O escritor francês Laurent Gaudé (Prémio Goncourt 2004) disse à Lusa que o seu novo romance, "A porta dos infernos", editado esta semana, pode ser visto como "uma fábula contemporânea".
Laurent Gaudé volta neste romance a Itália e ao tema da Máfia, mas em "As portas dos infernos" a "Máfia é apenas o ponto de partida".
"É pelo acaso que uma bala perdida, de uma troca de tiros entre grupos rivais, mata Pippo quando este ia para a escola pela mão do pai", contou o escritor.
A morte de Pippo lança o pai numa busca que o autor explica como "um percurso de descida aos infernos na procura do filho, em vão", acrescentou.
"Este romance pode ler-se como uma fábula contemporânea, já que se trata de uma descida aos infernos, é como uma fábula mitológica, já que não é realista", defendeu o escritor.

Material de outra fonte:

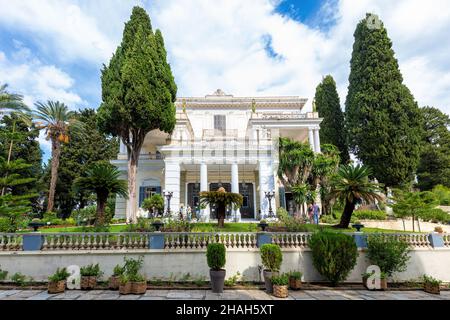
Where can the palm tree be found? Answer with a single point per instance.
(56, 119)
(351, 185)
(103, 180)
(221, 199)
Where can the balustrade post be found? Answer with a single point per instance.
(436, 240)
(263, 238)
(156, 241)
(33, 241)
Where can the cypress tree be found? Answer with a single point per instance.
(328, 105)
(138, 93)
(382, 119)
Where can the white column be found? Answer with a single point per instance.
(311, 139)
(235, 187)
(316, 141)
(266, 183)
(204, 187)
(172, 183)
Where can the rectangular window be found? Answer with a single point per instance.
(220, 123)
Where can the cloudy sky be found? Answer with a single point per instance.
(54, 49)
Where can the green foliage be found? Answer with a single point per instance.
(215, 256)
(434, 166)
(382, 119)
(334, 255)
(156, 201)
(281, 280)
(328, 105)
(59, 275)
(369, 215)
(19, 279)
(84, 149)
(431, 280)
(443, 194)
(271, 257)
(297, 275)
(118, 271)
(91, 270)
(351, 185)
(3, 274)
(103, 180)
(390, 254)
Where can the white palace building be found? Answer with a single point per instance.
(222, 140)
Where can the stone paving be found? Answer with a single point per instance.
(227, 295)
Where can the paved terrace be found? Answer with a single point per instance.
(227, 295)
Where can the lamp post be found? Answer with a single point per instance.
(168, 195)
(269, 196)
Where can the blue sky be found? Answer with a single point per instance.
(54, 49)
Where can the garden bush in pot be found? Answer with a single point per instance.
(272, 258)
(334, 255)
(89, 276)
(215, 256)
(57, 281)
(280, 286)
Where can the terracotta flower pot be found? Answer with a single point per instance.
(268, 280)
(217, 280)
(432, 288)
(280, 291)
(88, 282)
(114, 283)
(56, 286)
(138, 287)
(295, 284)
(125, 288)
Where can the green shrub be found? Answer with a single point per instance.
(59, 275)
(271, 257)
(388, 253)
(369, 215)
(297, 275)
(215, 256)
(431, 280)
(118, 270)
(156, 201)
(19, 278)
(3, 274)
(334, 254)
(91, 271)
(281, 280)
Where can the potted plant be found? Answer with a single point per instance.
(215, 256)
(57, 281)
(263, 224)
(431, 285)
(35, 224)
(125, 284)
(295, 280)
(358, 226)
(157, 223)
(271, 257)
(280, 286)
(114, 280)
(89, 276)
(131, 280)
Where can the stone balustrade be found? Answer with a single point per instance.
(188, 240)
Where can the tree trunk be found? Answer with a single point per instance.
(101, 205)
(132, 171)
(346, 215)
(221, 215)
(56, 151)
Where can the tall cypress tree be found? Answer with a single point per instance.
(382, 119)
(328, 105)
(138, 92)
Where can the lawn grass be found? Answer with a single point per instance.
(229, 227)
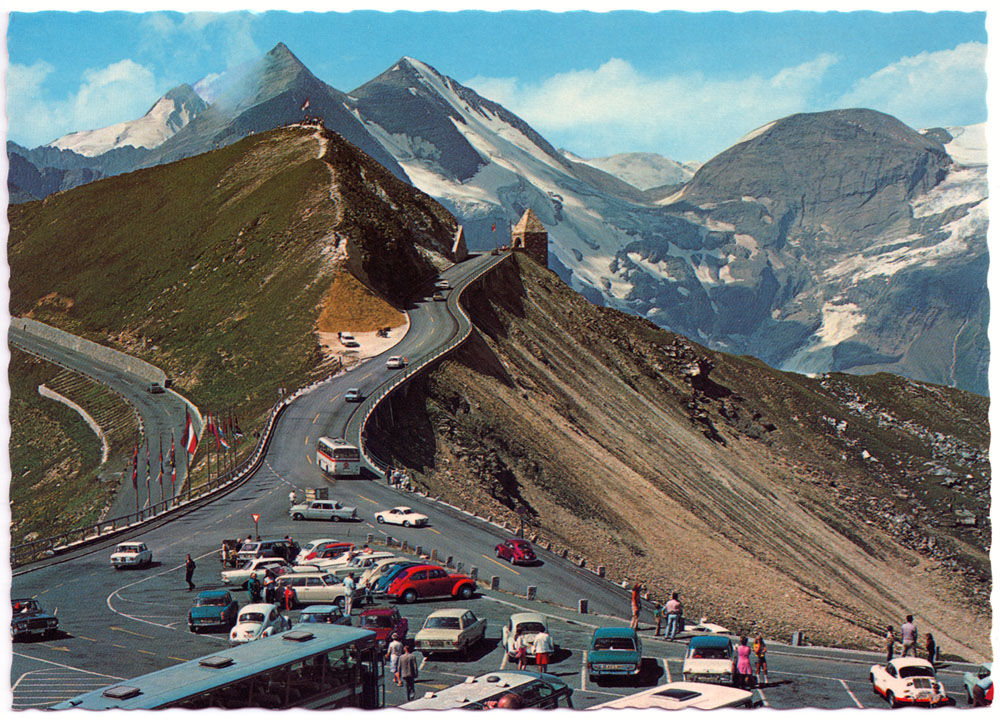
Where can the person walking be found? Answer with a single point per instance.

A Máfia tinha sido já tema do romance "O sol dos Scorta" com o qual venceu o Prémio Goncourt, mas em "A descida dos infernos", sente-se antes "o peso da máfia numa cidade plena de contrastes, e como a sua sombra pesa sobre os habitantes".
"Em 'A porta dos infernos' trabalhei sobre duas épocas diferentes e optei por capítulos intercalados e curtos por uma questão de ritmo, e de facto cada capítulo é como um quadro", referiu.
A Itália é um ambiente vivencial pelo o qual o escritor afirmou interessar-se, não escusando a possibilidade de voltar num romance futuro, "mas não para já", referiu.
Sobre o romance que está a escrever, Lairent Gaudé não quis adiantar quaisquer pormenores, garantindo que trata "de um universo muito diferente".
"A porta dos infernos", com a chancela da Porto Editora, é o quinto título do escritor de 37 anos editado em Portugal.
Laurent Gaudé deu-se a conhecer ao público português com "A morte do Rei Tsongor" (2002), seguindo-se "O sol dos Scorta" (2004), "Eldorado" (2006) e a colectânea de contos "Noite dentro, Moçambique" (2007).